German painter and Situationist

Heimrad Prem (27 May 1934 – 19 February 1978) was a German painter born in Roding, Oberpfalz. From 1949 to 1952 he studied decorative painting at Schwandorf and then studied painting with Josef Oberberger and sculpture with Toni Stadler at the Akademie der Bildenden Künste, Munich until 1956. While studying painting with Ernst Schumacher at the Hochschule der Künste, Berlin, he formed Gruppe SPUR with Lothar Fischer, Helmut Sturm, and Hans-Peter Zimmer. After meeting Asger Jorn, SPUR joined the Situationist International.

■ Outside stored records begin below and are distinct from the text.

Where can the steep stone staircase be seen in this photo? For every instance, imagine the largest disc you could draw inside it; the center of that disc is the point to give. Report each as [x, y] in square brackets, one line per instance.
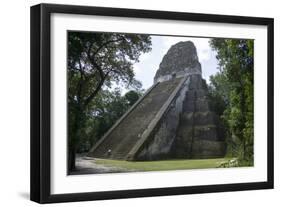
[122, 137]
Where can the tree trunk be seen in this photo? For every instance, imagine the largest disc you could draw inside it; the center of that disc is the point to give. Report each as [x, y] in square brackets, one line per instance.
[73, 137]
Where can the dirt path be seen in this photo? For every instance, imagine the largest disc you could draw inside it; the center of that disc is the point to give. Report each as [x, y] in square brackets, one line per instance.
[87, 165]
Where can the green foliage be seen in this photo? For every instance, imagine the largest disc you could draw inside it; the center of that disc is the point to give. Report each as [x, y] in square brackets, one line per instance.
[107, 108]
[232, 88]
[95, 61]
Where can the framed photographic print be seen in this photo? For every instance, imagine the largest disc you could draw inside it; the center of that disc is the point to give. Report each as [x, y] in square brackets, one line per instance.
[133, 103]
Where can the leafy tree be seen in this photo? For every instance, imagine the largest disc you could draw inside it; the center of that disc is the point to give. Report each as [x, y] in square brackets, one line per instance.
[96, 60]
[234, 87]
[109, 106]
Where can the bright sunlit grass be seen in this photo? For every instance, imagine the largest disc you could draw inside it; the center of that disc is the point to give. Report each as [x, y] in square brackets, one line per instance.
[164, 164]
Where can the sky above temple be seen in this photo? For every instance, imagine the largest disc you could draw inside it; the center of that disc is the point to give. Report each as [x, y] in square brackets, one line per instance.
[146, 68]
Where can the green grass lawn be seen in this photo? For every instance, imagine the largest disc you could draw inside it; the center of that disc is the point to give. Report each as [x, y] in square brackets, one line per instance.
[164, 164]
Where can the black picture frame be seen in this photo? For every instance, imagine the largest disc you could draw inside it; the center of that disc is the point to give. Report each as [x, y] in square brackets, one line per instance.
[40, 102]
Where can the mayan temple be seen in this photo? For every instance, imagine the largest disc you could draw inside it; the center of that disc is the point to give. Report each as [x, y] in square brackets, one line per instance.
[172, 120]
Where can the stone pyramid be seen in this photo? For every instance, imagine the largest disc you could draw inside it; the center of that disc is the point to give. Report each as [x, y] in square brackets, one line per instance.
[172, 120]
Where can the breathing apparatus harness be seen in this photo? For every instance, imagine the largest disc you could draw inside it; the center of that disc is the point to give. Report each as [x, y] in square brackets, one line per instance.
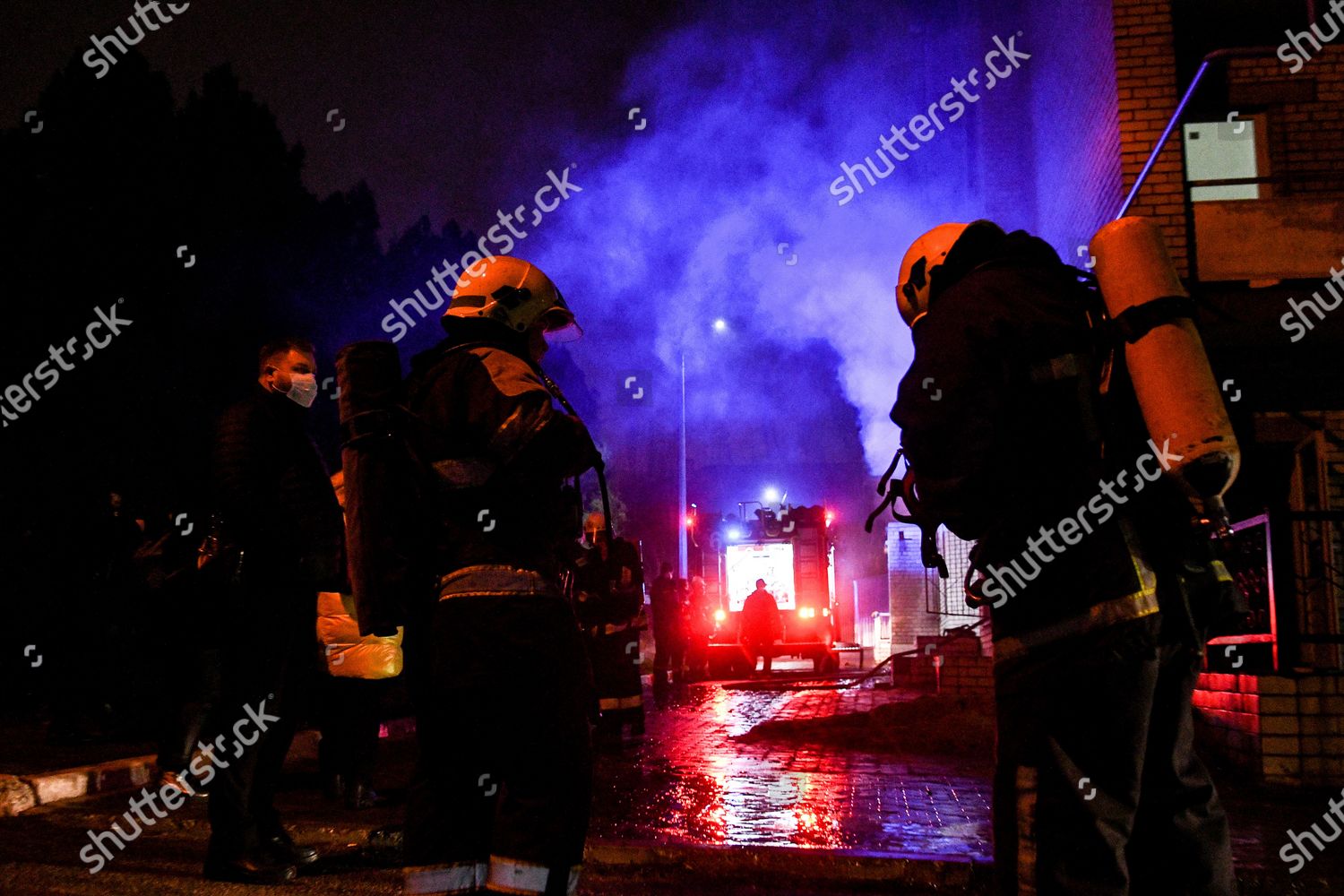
[1107, 338]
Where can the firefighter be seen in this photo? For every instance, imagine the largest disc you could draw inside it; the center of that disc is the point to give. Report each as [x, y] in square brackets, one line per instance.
[761, 627]
[502, 798]
[1097, 638]
[699, 629]
[609, 603]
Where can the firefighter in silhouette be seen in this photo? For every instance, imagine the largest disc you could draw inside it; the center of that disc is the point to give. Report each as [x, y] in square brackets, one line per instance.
[761, 627]
[609, 602]
[502, 798]
[1099, 586]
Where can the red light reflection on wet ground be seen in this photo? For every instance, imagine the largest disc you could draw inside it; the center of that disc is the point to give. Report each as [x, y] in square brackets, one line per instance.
[690, 782]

In 1960 he won a scholarship of the Kulturpreises im Bundesverband der Deutschen Industrie, Cologne. From 1960 to 1962 he co-edited the magazine SPUR. In 1961 he visited Orkelljunga, Sweden with Sturm, Zimmer and Dieter Kunzelmann staying with Jørgen Nash. In 1962 the SPUR group was expelled from the Situationist International, but they continued to work with Nash and others. In 1963 he worked on the SPUR collaborative works: "Canale Grande Crescente" for the exhibition "Visione e Colore" in the Palazzo Grassi, Venice, the SPUR-Bau joint contribution to the exhibition "Nouveaux Espaces", Biennale Paris, and the "SPUR room" in the country house of Willi Bleicher with Munich.

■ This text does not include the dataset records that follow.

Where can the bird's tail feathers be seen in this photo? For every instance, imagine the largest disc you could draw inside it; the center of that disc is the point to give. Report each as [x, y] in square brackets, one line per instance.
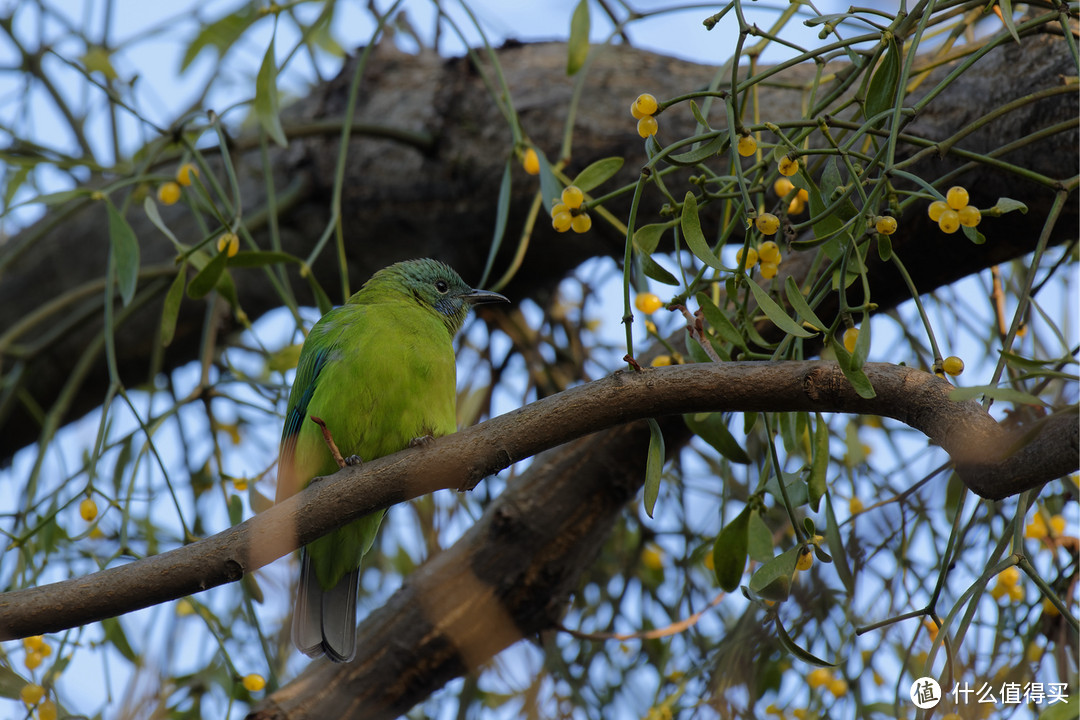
[324, 622]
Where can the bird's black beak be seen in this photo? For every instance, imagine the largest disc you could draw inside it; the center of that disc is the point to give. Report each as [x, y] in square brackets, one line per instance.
[480, 297]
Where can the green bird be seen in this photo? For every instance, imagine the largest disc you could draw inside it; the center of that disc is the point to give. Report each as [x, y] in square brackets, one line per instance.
[379, 372]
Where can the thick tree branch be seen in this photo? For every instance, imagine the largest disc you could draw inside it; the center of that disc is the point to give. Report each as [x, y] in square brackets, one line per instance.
[408, 200]
[991, 461]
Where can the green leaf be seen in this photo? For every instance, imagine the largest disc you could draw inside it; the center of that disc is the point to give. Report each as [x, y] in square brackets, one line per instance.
[881, 94]
[775, 313]
[207, 277]
[836, 547]
[577, 45]
[1008, 205]
[260, 258]
[729, 552]
[653, 466]
[800, 306]
[793, 648]
[220, 35]
[819, 463]
[597, 173]
[124, 247]
[759, 538]
[172, 308]
[854, 376]
[116, 636]
[1006, 7]
[698, 154]
[713, 429]
[719, 322]
[1003, 394]
[772, 581]
[266, 97]
[692, 234]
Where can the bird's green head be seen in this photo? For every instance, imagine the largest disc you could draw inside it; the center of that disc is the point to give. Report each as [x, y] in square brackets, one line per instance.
[434, 285]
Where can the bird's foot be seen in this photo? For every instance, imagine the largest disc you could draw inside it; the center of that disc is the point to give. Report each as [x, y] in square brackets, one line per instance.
[328, 438]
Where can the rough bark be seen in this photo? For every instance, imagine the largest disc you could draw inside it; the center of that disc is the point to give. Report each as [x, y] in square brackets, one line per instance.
[434, 195]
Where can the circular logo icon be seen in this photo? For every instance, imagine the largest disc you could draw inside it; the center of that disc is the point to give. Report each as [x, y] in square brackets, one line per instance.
[926, 693]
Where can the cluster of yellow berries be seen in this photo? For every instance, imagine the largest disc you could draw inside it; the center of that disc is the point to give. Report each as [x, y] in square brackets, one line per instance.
[955, 211]
[1008, 583]
[169, 193]
[783, 187]
[228, 243]
[1037, 528]
[564, 218]
[822, 677]
[642, 109]
[767, 254]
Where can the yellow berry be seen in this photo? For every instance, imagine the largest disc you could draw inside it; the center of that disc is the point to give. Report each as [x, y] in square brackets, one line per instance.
[969, 216]
[850, 336]
[531, 162]
[819, 677]
[747, 146]
[782, 187]
[953, 365]
[46, 710]
[652, 557]
[769, 252]
[169, 193]
[186, 174]
[957, 198]
[949, 221]
[648, 302]
[886, 225]
[645, 105]
[647, 125]
[788, 166]
[88, 510]
[562, 221]
[581, 222]
[31, 694]
[228, 243]
[751, 257]
[572, 197]
[767, 223]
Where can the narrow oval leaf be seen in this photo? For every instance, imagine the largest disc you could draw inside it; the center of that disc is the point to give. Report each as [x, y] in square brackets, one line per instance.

His first solo exhibition in the Galerie van de Loo, Munich was also in 1963. In 1965 the group SPUR fused with Wir to form the group Geflecht (Network). After a short stay in South Sweden, Prem organised the organization of "white celebration" near Munich and began to paint under the influence of drugs.

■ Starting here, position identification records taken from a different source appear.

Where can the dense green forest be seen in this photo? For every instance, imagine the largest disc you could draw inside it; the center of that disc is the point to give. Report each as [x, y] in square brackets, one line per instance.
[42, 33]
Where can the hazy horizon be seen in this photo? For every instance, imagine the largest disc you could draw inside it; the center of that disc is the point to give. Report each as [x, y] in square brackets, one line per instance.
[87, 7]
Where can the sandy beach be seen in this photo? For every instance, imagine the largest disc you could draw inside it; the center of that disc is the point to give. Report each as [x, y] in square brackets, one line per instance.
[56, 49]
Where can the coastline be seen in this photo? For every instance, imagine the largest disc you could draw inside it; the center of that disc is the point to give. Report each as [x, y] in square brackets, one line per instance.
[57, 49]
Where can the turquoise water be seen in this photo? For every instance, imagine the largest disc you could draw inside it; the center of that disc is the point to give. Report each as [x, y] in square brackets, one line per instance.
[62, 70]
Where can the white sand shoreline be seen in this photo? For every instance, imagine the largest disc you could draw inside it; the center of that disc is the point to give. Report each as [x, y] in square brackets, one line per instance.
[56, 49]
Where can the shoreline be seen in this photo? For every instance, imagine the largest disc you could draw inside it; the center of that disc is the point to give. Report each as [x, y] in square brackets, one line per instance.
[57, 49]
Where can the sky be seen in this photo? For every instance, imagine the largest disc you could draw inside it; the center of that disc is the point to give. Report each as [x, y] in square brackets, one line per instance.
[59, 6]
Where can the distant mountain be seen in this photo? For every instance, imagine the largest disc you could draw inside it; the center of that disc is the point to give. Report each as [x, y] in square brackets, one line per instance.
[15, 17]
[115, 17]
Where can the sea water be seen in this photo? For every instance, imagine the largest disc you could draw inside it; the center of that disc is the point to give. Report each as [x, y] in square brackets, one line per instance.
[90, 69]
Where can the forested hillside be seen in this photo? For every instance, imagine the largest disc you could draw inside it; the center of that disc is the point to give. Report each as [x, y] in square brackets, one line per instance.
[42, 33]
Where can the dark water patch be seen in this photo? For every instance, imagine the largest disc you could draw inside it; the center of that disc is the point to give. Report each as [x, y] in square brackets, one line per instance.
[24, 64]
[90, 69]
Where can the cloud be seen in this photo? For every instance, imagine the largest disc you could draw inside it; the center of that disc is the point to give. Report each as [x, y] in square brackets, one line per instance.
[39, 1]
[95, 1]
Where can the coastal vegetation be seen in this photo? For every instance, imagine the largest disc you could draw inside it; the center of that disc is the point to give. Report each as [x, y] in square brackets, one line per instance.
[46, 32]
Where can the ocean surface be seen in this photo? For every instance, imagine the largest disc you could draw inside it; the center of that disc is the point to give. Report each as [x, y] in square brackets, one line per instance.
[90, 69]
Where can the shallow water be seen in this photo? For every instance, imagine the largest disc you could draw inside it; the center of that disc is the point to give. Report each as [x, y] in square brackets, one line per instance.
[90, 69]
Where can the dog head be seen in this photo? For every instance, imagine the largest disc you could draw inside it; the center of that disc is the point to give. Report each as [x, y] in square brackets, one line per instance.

After his first suicide attempt in 1971 he traveled in Italy, Turkey and Iran. In 1975 he became a joint founder of the artists' community Kollektiv Herzogstrasse. He became a lecturer at the winter academy in the Schloss Kißlegg. In 1976 he had a special exhibition at the Haus der Kunst, Munich. The following year he exhibited in Copenhagen.

Following this, he continued to exhibit work mainly in Germany.

Heimrad Prem committed suicide in 1978 in Munich.